(Belated post, this was meant to be up during our first week of classes)
A few points from our rather varied discussion this week and our escapade to Asia House:
For most of the Ahura Ensemble performance at Asia House, I was primarily focused on the dancer. Not only did I enjoy watching her because her musicality was superb and the choreography seemed (to me) to do a good job of interpreting the mood of the given musical piece and/or poetry, but it was also interesting to watch it from a more technical perspective. The use of the wrists and hands and the resistance in her arms reminded me a lot of the port de bras (ballet term for “carriage of the arms”) used in Flamenco, which I believe is somehow related to classical Persian dance. Also, many of the steps and positions seem to have echoes in today’s ballet—such as a movement much like pas de basque, arms that mirror fifth en haut, and a travelling step that gives the appearance of gliding, a quality similar to bourrée. This is particularly interesting when one considers that the origins of classical ballet are typically traced back to the seventeenth century court dances of King Louis XIV of France, definitely well after the beginnings of Persian dance.
On a different note, in class we spoke a little about the differences between oral and written communication and how the two are perceived.

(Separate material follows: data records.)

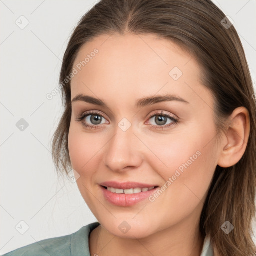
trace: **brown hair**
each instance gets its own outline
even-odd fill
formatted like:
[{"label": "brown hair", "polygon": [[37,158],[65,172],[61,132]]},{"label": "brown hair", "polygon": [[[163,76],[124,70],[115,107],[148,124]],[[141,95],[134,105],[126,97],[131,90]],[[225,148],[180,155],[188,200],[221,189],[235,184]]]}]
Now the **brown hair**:
[{"label": "brown hair", "polygon": [[[246,108],[250,118],[249,140],[242,158],[231,167],[216,168],[202,212],[200,232],[204,237],[210,236],[222,256],[251,256],[256,252],[252,226],[256,214],[255,94],[241,42],[233,26],[224,26],[225,17],[210,0],[102,0],[74,30],[64,55],[60,82],[63,84],[72,73],[82,46],[102,34],[154,34],[192,54],[202,67],[204,84],[214,96],[218,134],[225,130],[228,116],[238,107]],[[72,169],[70,80],[62,88],[65,109],[52,149],[58,172],[64,170],[68,174]],[[226,221],[234,226],[228,234],[220,228]]]}]

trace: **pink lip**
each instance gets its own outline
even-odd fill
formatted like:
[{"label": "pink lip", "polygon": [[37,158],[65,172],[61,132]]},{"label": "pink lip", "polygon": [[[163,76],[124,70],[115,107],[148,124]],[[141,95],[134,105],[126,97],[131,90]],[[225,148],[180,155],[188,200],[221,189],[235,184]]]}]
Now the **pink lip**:
[{"label": "pink lip", "polygon": [[112,193],[108,190],[104,188],[104,186],[109,186],[114,188],[120,188],[121,190],[128,190],[130,188],[150,188],[152,186],[156,186],[142,184],[138,182],[126,182],[118,183],[115,182],[104,182],[100,186],[105,198],[110,202],[116,206],[128,207],[132,206],[148,198],[153,193],[156,192],[156,190],[158,188],[156,188],[152,190],[146,192],[140,192],[135,194],[118,194]]},{"label": "pink lip", "polygon": [[138,183],[138,182],[126,182],[120,183],[117,182],[106,182],[100,184],[103,186],[109,186],[110,188],[114,188],[120,190],[130,190],[130,188],[151,188],[152,186],[158,186],[158,185],[145,184],[143,183]]}]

When I took sign language in high school, I remember learning that the vast majority of communication when speaking to someone is actually entirely non-verbal—facial expressions, body language, etc., have as much, if not more, impact on the meaning of a statement than the words themselves. People can say one thing and mean another—this is illustrated well when you look at the dialogue for a film and then see it acted, because how it is played can completely change the tone of a scene from what it looks like written on a page. Perhaps this is part of the reason our culture is so inclined to believe what it is that we read: we see nothing but the words, and there is no reason to doubt them because we always read things literally unless there is cause to do otherwise. In the same line of thought, how do we read tone in written communication? Is it a matter of knowing the personality of the speaker, the syntax of the writing, or both? And how does the nature of our message change with our written medium (ie texting as opposed to email as opposed to written letters)?
One final idea: grace. (Here comes the ballet metaphor.) I have never described a ballerina as graceful—or anyone, for that matter—who wasn’t strong. I don’t mean big and ripped or tearing through whatever they are doing, because while that is strength that would not be grace either. But I also don’t see grace as being fragile or soft—grace is not easily breakable. Grace, in movement, is using your strength to create lightness. It is a balance. I think the idea of grace being a balance does not apply just in ballet, but in every application of the word. Grace is sort of an in-between state—like Eros or a philosopher—between two extremes.